PARIS: A French soldier shot and seriously wounded a man armed with machetes who
attacked him on Friday near the entrance to the Paris Louvre museum shouting Allahu
Akbar (God is greatest), in what President Francois Hollande said was a terrorist attack.

Police inquiries had established that the man, who was hovering between life and death after
being shot, was a 29-year-old Egyptian who arrived in France on Jan. 26 after obtaining a tourist
visa in Dubai, the Paris prosecutor said.

Security sources in Cairo identified the man as Abdullah Reda al-Hamamy, who was born in
Dakahlia, a province northeast of Cairo.

Police have searched an apartment the man had rented in Paris and are now working to establish
whether he acted alone, on impulse, or on orders from someone, prosecutor Francois Molins told
a news conference on Friday night.

The man was wearing a black T-shirt with a death's head emblem when he attacked soldiers
checking bags near the museum's shopping mall "with a machete in each hand", Molins said.

He struck one soldier and knocked another one to the ground. When he continued his attacks the
soldier on the ground shot him in the abdomen, Molins said.

Paintspray cans - but no explosives - were found in his back pack, a source close to the
investigation told Reuters.

At a meeting of EU leaders in Malta, Hollande praised the courage and determination of the
soldiers.

"This operation undoubtedly prevented an attack whose terrorist nature leaves little doubt," he
said.

The soldier who shot the man was from one of the patrolling groups which have become a
common sight in Paris since a state of emergency was declared in November 2015 following
bomb and shooting attacks by Islamist militants.
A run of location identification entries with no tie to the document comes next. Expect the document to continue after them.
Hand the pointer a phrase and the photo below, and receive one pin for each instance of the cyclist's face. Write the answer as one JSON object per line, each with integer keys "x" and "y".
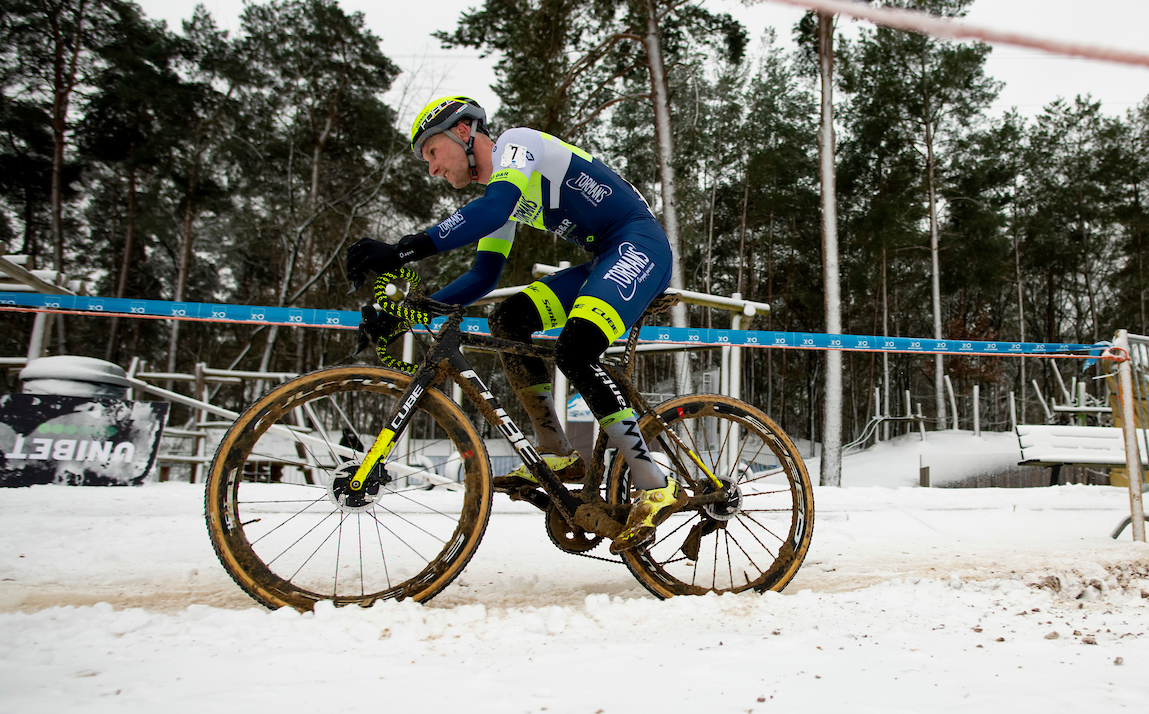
{"x": 447, "y": 159}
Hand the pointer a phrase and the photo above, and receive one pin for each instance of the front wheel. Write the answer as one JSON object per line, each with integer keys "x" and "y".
{"x": 290, "y": 531}
{"x": 755, "y": 539}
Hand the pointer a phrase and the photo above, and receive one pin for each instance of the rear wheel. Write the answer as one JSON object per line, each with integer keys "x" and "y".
{"x": 754, "y": 540}
{"x": 290, "y": 532}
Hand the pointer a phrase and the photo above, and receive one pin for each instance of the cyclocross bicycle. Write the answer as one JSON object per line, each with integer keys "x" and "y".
{"x": 355, "y": 484}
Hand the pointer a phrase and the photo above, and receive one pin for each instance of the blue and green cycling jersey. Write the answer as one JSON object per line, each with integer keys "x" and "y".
{"x": 544, "y": 182}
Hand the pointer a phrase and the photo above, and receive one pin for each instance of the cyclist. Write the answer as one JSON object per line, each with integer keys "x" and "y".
{"x": 538, "y": 179}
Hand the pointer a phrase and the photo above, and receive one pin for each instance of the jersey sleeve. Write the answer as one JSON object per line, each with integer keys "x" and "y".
{"x": 483, "y": 277}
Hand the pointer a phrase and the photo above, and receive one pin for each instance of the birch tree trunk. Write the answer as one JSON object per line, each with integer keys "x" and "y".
{"x": 664, "y": 137}
{"x": 832, "y": 424}
{"x": 935, "y": 269}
An anti-terrorism inquiry has been opened, the
public prosecutor said.

The other was wounded in the scalp.

More than 230 people have died in France in the past two years at the hands of attackers allied to
the militant Islamist group Islamic State.
The country is less than three months away from a presidential election in which security and
fears of terrorism are among key issues.

Paris also submitted its official bid to host the 2024 Olympic Games on Friday with a launch
show at the Eiffel Tower.

The city has been gradually recovering from a dip in foreign tourism caused by the attacks.

More than a thousand visitors, including many young children, were kept for an hour inside the
Louvre, home to Leonard da Vinci's 'Mona Lisa' and countless other treasures, before being
released.

A total of 130 people were killed in Paris in the November 2015 attacks. In another attack in the
southern city of Nice in July last year a Tunisian deliberately drove a truck into a crowd on the
seafront killing 86 people.

U.S. President Donald Trump also weighed in on Friday: "A new radical Islamic terrorist has just
attacked in Louvre Museum in Paris. Tourists were locked down. France on edge again. GET
SMART U.S," he tweeted.

Police cordoned off and evacuated the area around the museum for a time on Friday but began to
allow traffic to pass less than two hours after the incident.

The museum would reopen on Saturday, the French culture minister said.